Eindrucksvoll umgesetzt hat die Sambaschule die Bedrohung der Flüsse und Quellen durch den Menschen. Als trauriges Beispiel diente der Rio Doce, in den sich durch den Dammbruch des Eisenbergbau-Unternehmens Samarco eine gigantische Schlammlawine ergossen hat. Die Tragödie wurde auf einem der alegorischen Wagen von einer gigantischen Figur beweint.
Estação Primeira Mangueira
Als letzter ist der Champion von 2016 auf die Samba-Avenida eingezogen, Estação Primeira Mangueira.

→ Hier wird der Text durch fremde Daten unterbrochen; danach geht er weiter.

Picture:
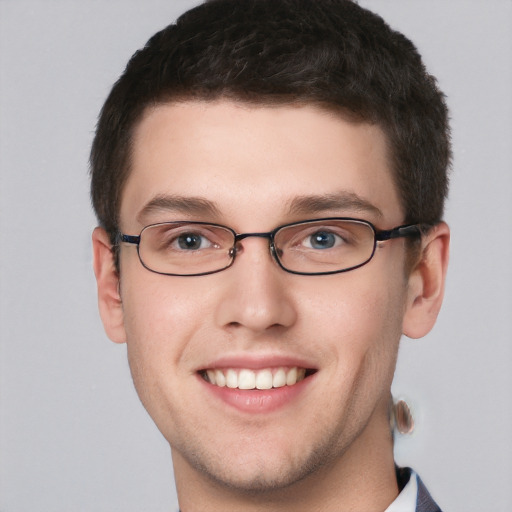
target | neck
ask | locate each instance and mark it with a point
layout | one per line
(363, 478)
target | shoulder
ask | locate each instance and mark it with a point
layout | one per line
(424, 501)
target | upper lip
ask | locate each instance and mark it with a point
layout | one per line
(258, 362)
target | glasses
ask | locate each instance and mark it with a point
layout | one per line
(311, 247)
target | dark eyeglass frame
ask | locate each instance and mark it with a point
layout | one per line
(379, 235)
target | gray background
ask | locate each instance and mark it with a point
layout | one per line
(73, 436)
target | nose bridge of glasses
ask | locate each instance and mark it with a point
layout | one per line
(242, 236)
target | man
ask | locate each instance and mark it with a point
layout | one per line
(269, 179)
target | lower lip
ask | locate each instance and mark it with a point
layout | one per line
(258, 401)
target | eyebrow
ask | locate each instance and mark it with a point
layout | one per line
(178, 204)
(302, 205)
(328, 202)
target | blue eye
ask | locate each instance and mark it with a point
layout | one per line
(190, 241)
(323, 240)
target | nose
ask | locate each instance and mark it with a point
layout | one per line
(254, 292)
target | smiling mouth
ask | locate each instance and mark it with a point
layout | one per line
(246, 379)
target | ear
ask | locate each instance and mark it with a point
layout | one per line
(426, 283)
(107, 279)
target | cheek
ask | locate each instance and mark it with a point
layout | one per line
(356, 323)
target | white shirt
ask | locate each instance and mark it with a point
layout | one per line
(406, 500)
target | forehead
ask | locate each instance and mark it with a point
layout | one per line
(238, 160)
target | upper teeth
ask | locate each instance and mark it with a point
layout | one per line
(262, 379)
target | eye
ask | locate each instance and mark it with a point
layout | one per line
(191, 242)
(323, 240)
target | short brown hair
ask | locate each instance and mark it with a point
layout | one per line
(332, 53)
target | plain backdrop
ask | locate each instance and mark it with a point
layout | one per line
(73, 435)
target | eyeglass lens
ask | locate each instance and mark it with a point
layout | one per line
(312, 247)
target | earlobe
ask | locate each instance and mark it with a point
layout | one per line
(426, 283)
(107, 279)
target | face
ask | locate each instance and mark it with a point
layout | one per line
(253, 169)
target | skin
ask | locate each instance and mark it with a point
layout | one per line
(328, 448)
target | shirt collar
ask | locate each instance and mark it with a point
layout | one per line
(406, 500)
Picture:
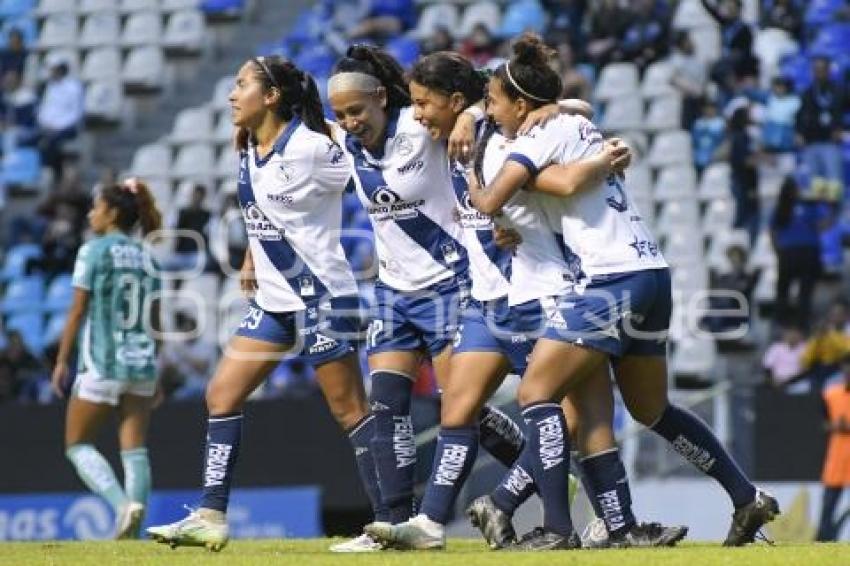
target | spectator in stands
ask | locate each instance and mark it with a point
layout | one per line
(785, 15)
(22, 369)
(690, 77)
(440, 40)
(59, 116)
(576, 84)
(829, 344)
(737, 61)
(645, 39)
(780, 112)
(781, 361)
(193, 218)
(480, 46)
(836, 465)
(18, 110)
(14, 56)
(384, 19)
(709, 135)
(743, 160)
(795, 233)
(819, 131)
(186, 363)
(608, 21)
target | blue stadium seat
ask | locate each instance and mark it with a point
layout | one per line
(15, 8)
(819, 12)
(222, 7)
(59, 295)
(55, 327)
(317, 59)
(21, 167)
(16, 260)
(405, 50)
(25, 294)
(31, 327)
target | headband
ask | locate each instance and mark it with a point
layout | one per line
(343, 82)
(519, 88)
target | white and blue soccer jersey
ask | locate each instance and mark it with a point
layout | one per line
(489, 265)
(408, 193)
(538, 268)
(601, 226)
(292, 204)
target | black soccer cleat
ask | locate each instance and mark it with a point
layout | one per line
(541, 539)
(749, 519)
(495, 525)
(648, 535)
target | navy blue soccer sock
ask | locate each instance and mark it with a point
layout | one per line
(453, 460)
(696, 443)
(500, 435)
(393, 446)
(609, 490)
(360, 437)
(547, 441)
(224, 433)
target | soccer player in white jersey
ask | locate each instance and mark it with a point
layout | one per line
(115, 287)
(403, 178)
(619, 310)
(493, 337)
(291, 180)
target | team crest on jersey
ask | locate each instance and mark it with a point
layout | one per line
(258, 225)
(403, 145)
(388, 205)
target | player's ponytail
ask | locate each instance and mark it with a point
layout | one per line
(529, 73)
(135, 205)
(299, 95)
(379, 64)
(447, 72)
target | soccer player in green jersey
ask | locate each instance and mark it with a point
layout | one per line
(113, 311)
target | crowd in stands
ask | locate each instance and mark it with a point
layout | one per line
(760, 89)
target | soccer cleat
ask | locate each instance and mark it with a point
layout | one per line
(541, 539)
(418, 533)
(595, 535)
(194, 530)
(495, 525)
(749, 519)
(363, 543)
(129, 521)
(648, 535)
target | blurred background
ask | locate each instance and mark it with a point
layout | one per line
(735, 111)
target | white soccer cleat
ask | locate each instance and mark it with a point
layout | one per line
(595, 535)
(194, 530)
(419, 533)
(129, 521)
(363, 543)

Der Vorjahressieger hat mit Witz und Einfallsreichtum die Religiösität und die Bedeutung des Glaubens im Leben der Brasilianer dargestellt. “Nur mit der Hilfe des Heiligen“ lautete ihr Thema. Als Heilige ist auch die Percussiongruppe aufgetreten. Sie waren als Heiliger Franziskus gekleidet.
Dem Sankt Georg wurde ein alegorischer Wagen mit einem gigantischen Drachen gewidmet und dem Heiligen Mann oben auf. Vertreten waren ebenso die Gottheiten des Candomblé, die Orixás. Die in Brasilien mit den Heiligen der katholischen Kirche verschmolzen sind. Ein besonderer Effekt wurde beim alegorischen Wagen “Licht der Orixás“ mit Spiegeln erzielt. Sie haben die bereits aufgehende Sonne widergespiegelt.
Diverse Alas haben berühmte Wallfahrten Brasiliens dargestellt, wie die zur „Nossa Senhora do Nazaré“, die jährlich Millionen Gläubige anzieht. Vertreten war ebenso „Nossa Senhora da Aparecida“.
Ganz perfekt war die Parade Mangueiras allerdings nicht. Auch sie hatte Probleme mit einem Wagen. In einem Rad hatte sich eine Plastikfolie verfangen und dieses blockiert. Durch den Stillstand des Wagens ist eine große Lücke in der Parade entstanden. Mit Punktabzügen muss die Sambaschule deshalb rechnen.
Die wenigen Sambaschulen, die die Strecke ohne Probleme zurücklegen konnten, haben somit die besten Aussichten auf den begehrten Titel der Sambaschulen.